Calgary Police Commission presses Chief Roger Chaffin for third-party advocate timeline

Calgary Police Commission chair Brian Thiessen says finding a third-party, independent advocate to assist CPS members experiencing unwanted behaviour is the commission's top priority.

Chair Brian Thiessen says he wants timeline for filling the position in place by March

Chief Roger Chaffin speaks at the Calgary Police Commission meeting Tuesday. (Monty Kruger/CBC)

Members of the Calgary Police Commission pressed Chief Roger Chaffin to commit to a timeline Tuesday to deal with complaints of bullying and harassment in the workplace.

One of the commission's top priorities is finding a third-party, independent advocate to assist CPS members experiencing unwanted behaviour.

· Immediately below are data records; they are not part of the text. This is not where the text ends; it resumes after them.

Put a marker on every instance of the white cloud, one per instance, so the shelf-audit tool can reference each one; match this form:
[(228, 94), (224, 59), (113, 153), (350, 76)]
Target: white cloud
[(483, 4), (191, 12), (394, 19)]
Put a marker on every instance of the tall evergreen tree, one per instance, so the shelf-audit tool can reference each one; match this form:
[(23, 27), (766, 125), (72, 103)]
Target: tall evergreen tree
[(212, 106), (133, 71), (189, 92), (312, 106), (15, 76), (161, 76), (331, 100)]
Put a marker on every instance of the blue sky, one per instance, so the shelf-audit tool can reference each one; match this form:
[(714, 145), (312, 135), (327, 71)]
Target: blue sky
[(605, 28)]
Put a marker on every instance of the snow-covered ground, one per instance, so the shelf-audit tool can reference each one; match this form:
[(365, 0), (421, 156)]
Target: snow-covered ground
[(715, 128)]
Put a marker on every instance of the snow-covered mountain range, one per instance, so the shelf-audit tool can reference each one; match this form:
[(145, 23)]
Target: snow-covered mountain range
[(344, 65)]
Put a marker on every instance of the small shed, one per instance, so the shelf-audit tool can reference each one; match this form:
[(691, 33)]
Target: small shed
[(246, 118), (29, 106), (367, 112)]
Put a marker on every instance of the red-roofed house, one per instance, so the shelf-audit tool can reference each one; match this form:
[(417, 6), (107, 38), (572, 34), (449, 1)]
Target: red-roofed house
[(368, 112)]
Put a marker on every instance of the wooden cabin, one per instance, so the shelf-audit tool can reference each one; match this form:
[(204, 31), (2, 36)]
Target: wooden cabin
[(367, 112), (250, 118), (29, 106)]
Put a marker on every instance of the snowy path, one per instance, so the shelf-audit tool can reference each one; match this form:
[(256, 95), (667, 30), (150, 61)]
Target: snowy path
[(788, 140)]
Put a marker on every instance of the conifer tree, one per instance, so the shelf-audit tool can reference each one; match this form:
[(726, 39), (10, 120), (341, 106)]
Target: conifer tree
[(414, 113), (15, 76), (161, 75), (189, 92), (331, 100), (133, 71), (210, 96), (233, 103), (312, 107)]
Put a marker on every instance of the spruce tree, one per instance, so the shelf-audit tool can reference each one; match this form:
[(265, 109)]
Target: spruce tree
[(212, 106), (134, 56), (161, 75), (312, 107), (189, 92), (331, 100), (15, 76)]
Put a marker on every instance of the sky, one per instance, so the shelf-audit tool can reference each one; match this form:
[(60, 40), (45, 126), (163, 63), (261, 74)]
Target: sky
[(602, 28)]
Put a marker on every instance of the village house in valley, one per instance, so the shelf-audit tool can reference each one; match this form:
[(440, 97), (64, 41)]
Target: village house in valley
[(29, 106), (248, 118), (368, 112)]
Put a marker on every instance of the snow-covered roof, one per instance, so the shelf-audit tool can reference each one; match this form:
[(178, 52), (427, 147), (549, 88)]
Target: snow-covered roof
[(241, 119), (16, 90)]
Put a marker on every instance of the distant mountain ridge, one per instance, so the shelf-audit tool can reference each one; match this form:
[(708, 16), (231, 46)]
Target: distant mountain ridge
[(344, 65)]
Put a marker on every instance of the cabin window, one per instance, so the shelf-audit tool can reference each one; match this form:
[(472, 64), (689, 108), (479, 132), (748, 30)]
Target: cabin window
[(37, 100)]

"We want to see movement," said commission chair Brian Thiessen. "You heard that from a number of the commissioners, that we'd like to see a real plan, in March, for when we're going to see an independent person put in that role."

But Chaffin says that timeline likely won't be possible, and in the interim, the city's whistleblower program will be made available to CPS officers and civilian employees who feel they are being treated unfairly.

"Because it has no ties to me, I don't have any investment in it," he said. "It has an audit trail that is independent of me and it's completely anonymous to the caller. They don't have to worry about who they talk to, then we can start the process from there."

Calgary Police Commission chair Brian Thiessen says they would like to see a timeline for finding a third-party advocate in March. (Monty Kruger/CBC)

Meetings need to be held and agreements made with the Calgary Police Association — the union representing CPS members — before the third-party advocate can be brought in, says Chaffin.

"Is this going to be someone who just takes the complaints or actually investigates the complaints? We need to hear that out with them a little bit," he said. "Because they do have a significant duty of representation to their own membership, we want to make sure we're not stepping through that or offending that in some way."

Change takes time, says Chaffin.

"How culture changes in an organization is not measured in days," he said.

"This is going to be weeks and months and in some cases, it will be some years of work. We're still dealing with the clash of a traditional paramilitary organization that's moving into a much more evolved workplace and there are some clashes of values there that take some time to fully move through. But each week that goes by we are achieving significant milestones."

Workplace review done in 2013

In October 2016, a workplace review done in 2013 was made public. The review revealed a culture of bullying, harassment, intimidation and retaliation within the CPS.

In February, 13 CPS members came forward to say they are filing legal complaints. One complainant is Jen Magnus, a 14-year member of the force who tearfully offered her resignation at the police commission meeting in January, saying she had endured continued bullying and sexual harassment, and feared retribution and retaliation for speaking out.

At the time, Chaffin said he could not accept her resignation under those circumstances.

Coun. Diane Colley-Urquhart then stepped down from the commission abruptly days later, after she was rebuked by the board for speaking out publicly about the issues. 

Chaffin says responsibility for the necessary cultural change within CPS ultimately falls to him.

"I didn't take on this role not to be held accountable," he said. "Accountabilities don't start and end at the front line, they flow through me."